CORO. Diez años
desde que el magno adversario de Príamo, —el noble Menelao y Agamenón, potente
junta de los Atridas, por Zeus honrados con doble cetro y trono, lanzaron a la
mar, desde esta tierra argiva, escuadra con sus mil navios —expedición armada,
de castigo— lanzando con poderosa voz, desde el fondo del pecho, el grito de
«¡Guerra!», como buitres que, en solitario dolor por sus polluelos, revolotean
en torno de su nido bogando con los remos de sus alas, perdido sin remedio ya el
trabajo de proteger el nido de sus crías. Pero un dios, en la altura, —¿un
Apolo, quizás, un Pan, o un Zeus acaso?— al escuchar los gritos de esas aves
avecindadas en su reino, contra el culpable envía unas Erinias, tardía
vengadora.
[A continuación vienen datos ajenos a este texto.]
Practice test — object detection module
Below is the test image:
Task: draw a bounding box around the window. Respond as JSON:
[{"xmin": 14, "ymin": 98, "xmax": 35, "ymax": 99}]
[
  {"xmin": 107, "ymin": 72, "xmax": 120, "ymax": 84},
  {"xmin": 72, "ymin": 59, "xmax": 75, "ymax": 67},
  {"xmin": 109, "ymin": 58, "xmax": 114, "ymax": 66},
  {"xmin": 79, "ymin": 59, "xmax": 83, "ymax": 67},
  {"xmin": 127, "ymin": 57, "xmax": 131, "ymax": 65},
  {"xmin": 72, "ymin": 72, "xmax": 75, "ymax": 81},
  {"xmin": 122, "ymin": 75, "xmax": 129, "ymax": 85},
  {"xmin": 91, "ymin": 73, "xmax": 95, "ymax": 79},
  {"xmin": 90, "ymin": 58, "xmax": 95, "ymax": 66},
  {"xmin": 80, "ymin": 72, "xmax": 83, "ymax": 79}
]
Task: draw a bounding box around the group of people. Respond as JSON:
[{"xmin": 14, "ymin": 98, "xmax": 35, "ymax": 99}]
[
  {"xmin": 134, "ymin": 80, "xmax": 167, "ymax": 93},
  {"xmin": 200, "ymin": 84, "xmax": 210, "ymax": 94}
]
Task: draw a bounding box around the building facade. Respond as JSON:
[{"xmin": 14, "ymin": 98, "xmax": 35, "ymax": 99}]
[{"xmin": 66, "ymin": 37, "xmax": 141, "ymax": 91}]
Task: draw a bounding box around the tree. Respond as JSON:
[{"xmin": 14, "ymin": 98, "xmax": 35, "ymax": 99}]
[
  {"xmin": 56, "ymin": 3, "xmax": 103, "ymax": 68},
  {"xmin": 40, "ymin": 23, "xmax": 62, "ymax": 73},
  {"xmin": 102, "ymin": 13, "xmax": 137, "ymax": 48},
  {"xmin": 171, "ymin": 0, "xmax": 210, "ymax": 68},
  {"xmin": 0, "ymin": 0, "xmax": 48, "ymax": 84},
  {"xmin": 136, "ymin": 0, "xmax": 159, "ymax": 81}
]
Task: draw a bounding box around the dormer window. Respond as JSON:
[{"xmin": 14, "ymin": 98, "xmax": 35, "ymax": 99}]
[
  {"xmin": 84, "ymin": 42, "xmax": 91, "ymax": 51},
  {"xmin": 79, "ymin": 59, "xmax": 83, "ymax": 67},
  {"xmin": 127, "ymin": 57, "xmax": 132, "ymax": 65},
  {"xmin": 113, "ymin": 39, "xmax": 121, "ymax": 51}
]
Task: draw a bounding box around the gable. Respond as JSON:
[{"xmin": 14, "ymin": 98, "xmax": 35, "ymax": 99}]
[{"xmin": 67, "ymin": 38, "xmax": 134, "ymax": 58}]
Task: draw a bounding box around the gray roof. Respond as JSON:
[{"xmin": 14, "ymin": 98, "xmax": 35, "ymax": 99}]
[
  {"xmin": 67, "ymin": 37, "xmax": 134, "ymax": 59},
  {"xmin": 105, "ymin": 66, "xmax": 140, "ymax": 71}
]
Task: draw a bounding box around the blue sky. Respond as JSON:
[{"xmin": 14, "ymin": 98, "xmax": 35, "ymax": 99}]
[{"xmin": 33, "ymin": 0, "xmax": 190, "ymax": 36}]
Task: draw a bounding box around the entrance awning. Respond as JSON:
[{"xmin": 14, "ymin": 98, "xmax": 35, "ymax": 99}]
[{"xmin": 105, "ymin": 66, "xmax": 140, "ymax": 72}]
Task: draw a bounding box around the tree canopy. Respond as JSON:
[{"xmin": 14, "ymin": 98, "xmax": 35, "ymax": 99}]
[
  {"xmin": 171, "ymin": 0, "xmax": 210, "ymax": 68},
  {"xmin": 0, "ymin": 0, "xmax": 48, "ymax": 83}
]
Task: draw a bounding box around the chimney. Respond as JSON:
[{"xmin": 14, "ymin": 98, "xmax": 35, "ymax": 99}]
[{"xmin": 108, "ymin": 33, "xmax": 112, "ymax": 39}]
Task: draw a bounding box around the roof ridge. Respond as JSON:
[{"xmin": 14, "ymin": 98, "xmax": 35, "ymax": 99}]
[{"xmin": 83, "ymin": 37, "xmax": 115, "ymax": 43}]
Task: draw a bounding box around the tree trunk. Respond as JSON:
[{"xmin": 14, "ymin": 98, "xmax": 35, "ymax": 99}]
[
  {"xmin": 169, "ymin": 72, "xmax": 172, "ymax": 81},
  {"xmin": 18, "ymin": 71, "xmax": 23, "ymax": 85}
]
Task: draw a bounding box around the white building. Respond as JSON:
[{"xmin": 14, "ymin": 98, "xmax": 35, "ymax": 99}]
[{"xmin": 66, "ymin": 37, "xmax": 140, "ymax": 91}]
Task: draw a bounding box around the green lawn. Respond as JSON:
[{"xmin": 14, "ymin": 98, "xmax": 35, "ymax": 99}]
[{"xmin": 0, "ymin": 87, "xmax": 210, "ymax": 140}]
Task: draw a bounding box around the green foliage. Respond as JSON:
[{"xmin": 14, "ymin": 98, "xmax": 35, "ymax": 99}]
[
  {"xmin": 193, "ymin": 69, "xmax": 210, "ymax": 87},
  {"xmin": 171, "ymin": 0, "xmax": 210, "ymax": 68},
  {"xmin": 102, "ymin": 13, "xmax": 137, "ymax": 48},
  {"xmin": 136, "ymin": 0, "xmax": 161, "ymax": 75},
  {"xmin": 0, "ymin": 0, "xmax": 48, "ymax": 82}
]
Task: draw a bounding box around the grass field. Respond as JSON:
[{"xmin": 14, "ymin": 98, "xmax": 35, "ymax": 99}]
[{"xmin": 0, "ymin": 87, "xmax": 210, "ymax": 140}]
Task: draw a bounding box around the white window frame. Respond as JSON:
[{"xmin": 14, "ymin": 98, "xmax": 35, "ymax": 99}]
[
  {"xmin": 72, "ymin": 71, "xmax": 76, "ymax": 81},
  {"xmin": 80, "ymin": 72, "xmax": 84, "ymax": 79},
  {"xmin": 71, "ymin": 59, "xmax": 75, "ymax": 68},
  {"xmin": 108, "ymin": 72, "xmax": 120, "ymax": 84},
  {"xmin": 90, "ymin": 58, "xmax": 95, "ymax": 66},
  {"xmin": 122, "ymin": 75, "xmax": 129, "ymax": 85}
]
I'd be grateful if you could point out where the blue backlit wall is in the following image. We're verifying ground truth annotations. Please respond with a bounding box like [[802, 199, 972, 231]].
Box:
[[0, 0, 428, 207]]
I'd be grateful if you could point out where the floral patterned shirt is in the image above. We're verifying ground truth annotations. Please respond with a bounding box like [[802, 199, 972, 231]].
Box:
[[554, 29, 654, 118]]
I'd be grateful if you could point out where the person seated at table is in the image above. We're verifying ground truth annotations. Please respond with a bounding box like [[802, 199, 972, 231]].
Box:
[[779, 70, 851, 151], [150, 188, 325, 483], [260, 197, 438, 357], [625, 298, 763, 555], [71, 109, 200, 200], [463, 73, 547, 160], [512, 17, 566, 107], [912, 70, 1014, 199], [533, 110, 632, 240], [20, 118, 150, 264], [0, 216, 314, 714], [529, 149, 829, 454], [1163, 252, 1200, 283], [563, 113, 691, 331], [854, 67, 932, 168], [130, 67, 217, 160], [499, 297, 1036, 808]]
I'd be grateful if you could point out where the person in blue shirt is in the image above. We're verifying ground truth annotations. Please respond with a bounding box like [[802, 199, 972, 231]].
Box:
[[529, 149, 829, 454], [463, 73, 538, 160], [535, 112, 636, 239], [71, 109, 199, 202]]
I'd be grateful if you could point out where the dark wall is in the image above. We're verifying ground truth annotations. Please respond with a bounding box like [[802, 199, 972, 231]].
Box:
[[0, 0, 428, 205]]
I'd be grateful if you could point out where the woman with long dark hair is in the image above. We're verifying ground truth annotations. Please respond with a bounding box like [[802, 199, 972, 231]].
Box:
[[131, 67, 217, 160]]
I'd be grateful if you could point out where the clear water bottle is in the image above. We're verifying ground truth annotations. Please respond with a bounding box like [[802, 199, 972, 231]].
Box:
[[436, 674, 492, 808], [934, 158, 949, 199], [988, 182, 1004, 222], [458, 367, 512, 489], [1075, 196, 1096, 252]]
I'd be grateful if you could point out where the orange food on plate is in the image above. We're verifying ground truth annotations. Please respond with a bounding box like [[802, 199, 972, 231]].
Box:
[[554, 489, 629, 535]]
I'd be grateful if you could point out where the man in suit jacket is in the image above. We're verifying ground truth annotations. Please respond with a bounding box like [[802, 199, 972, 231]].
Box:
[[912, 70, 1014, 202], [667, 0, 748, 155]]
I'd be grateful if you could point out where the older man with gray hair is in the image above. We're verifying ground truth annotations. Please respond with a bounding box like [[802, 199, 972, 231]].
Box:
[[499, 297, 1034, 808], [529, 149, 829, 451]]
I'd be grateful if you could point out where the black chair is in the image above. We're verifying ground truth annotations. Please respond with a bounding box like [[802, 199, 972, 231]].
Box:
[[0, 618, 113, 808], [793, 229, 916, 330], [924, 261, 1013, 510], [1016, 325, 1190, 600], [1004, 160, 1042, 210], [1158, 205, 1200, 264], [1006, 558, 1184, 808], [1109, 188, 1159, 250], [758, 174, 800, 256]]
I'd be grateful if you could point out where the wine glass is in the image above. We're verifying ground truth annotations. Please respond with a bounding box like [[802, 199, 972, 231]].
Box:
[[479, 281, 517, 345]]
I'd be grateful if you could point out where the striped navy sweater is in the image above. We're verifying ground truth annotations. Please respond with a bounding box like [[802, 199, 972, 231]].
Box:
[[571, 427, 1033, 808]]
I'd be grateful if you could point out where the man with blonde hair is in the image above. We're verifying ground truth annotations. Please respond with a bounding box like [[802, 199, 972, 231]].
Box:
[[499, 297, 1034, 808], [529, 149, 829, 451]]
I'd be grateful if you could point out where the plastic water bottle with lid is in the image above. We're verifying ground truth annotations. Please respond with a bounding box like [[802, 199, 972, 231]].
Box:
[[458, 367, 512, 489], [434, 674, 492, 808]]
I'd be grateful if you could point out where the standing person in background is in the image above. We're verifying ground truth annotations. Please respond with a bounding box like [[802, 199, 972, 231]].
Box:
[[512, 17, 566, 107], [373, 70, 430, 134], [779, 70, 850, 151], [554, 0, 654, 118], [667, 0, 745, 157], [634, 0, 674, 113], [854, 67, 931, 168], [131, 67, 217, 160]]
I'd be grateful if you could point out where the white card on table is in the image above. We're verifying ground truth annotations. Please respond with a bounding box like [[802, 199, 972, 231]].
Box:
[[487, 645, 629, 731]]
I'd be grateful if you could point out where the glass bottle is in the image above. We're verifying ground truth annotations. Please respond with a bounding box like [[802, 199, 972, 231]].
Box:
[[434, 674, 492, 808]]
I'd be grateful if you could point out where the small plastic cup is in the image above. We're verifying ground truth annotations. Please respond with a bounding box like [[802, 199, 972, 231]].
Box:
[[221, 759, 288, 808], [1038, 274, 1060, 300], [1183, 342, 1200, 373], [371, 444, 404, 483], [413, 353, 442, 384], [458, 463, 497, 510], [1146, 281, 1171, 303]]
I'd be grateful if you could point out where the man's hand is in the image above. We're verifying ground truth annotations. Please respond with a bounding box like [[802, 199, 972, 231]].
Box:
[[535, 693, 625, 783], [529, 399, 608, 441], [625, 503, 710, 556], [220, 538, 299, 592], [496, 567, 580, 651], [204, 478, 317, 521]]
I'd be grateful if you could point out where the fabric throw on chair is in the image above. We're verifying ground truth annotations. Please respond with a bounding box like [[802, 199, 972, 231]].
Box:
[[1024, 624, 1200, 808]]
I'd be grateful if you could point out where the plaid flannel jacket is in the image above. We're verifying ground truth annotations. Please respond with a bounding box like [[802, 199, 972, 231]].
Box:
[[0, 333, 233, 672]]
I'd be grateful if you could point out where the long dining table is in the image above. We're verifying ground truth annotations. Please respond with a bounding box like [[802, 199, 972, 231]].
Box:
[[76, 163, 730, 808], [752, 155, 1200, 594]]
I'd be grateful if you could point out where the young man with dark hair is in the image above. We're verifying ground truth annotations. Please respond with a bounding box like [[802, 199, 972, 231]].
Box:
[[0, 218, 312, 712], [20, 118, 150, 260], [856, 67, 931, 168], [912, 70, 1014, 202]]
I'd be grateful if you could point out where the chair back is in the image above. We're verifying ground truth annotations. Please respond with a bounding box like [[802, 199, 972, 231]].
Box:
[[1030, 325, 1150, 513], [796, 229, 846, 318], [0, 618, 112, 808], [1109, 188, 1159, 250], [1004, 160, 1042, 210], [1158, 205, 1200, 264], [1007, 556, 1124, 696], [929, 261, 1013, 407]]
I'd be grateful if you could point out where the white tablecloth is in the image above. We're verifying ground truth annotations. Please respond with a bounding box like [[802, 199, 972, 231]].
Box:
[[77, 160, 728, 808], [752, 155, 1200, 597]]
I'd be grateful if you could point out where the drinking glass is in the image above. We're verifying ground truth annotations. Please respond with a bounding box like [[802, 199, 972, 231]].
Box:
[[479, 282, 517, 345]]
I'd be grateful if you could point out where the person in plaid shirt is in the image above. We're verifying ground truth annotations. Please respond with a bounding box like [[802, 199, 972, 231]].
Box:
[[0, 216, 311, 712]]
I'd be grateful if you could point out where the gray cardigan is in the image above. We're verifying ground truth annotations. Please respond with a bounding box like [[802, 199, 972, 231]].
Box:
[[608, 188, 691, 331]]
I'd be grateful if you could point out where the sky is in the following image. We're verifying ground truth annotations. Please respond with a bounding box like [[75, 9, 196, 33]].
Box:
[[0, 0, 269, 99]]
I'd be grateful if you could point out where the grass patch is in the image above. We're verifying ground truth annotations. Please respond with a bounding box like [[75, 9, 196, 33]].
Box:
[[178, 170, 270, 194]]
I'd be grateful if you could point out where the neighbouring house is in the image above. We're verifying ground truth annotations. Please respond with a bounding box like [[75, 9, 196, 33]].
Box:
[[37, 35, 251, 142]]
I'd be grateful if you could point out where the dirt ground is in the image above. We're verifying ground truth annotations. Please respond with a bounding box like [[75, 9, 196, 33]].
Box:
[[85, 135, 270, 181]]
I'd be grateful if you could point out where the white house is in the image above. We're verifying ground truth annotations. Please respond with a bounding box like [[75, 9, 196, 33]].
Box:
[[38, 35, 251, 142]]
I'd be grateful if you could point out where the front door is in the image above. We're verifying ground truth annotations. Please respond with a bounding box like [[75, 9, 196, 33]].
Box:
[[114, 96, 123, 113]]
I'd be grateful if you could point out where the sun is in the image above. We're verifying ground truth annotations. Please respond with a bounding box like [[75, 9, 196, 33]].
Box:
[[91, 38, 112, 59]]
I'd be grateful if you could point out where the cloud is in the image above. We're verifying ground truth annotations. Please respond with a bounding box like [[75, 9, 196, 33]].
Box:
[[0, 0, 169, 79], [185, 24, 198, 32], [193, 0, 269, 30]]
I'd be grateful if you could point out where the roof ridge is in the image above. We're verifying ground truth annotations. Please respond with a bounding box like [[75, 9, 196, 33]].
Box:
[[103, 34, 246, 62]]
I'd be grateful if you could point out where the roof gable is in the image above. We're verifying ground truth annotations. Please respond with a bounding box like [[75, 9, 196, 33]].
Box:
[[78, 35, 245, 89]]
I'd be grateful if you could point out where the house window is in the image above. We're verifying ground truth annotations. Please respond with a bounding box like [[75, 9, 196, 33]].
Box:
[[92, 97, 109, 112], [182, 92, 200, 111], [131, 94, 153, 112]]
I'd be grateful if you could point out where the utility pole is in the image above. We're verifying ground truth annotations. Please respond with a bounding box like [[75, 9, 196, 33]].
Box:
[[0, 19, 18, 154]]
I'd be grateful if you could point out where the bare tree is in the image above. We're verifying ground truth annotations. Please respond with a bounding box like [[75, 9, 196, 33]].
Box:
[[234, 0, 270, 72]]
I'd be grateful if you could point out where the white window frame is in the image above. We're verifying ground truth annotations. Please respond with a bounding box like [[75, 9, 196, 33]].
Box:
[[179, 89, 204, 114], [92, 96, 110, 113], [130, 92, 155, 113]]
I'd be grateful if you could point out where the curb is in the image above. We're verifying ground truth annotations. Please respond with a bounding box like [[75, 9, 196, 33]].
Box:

De igual modo, el prepotente Zeus hospitalario contra Alejandro
manda a los hijos de Atreo, y por una mujer de muchos hombres dispónese a
imponer a dánaos y a troyanos igualmente numerosos combates que extenúan los
miembros, rota la pica en el primer asalto la rodilla apoyada ya en el polvo.
Todo está como está
y acabará tal como fue fijado: ni avivando la llama por debajo ni el aceite
vertiendo por arriba si rehúsan las víctimas el fuego nadie podrá acallar furia
inflexible.
Nosotros,
incapacitados por la vejez de nuestro cuerpo, de esta acción vengadora
descartados, aquí quedamos, guiando con el báculo nuestro vigor de niños: el
ímpetu mozuelo que late en sus entrañas es igual al del viejo: Ares no está en
su puesto.
Y la vejez extrema,
su follaje agostado, marcha sobre tres pies, y no más fuerte que un niño, cual
espectro en plena luz del día, va de acá para allá.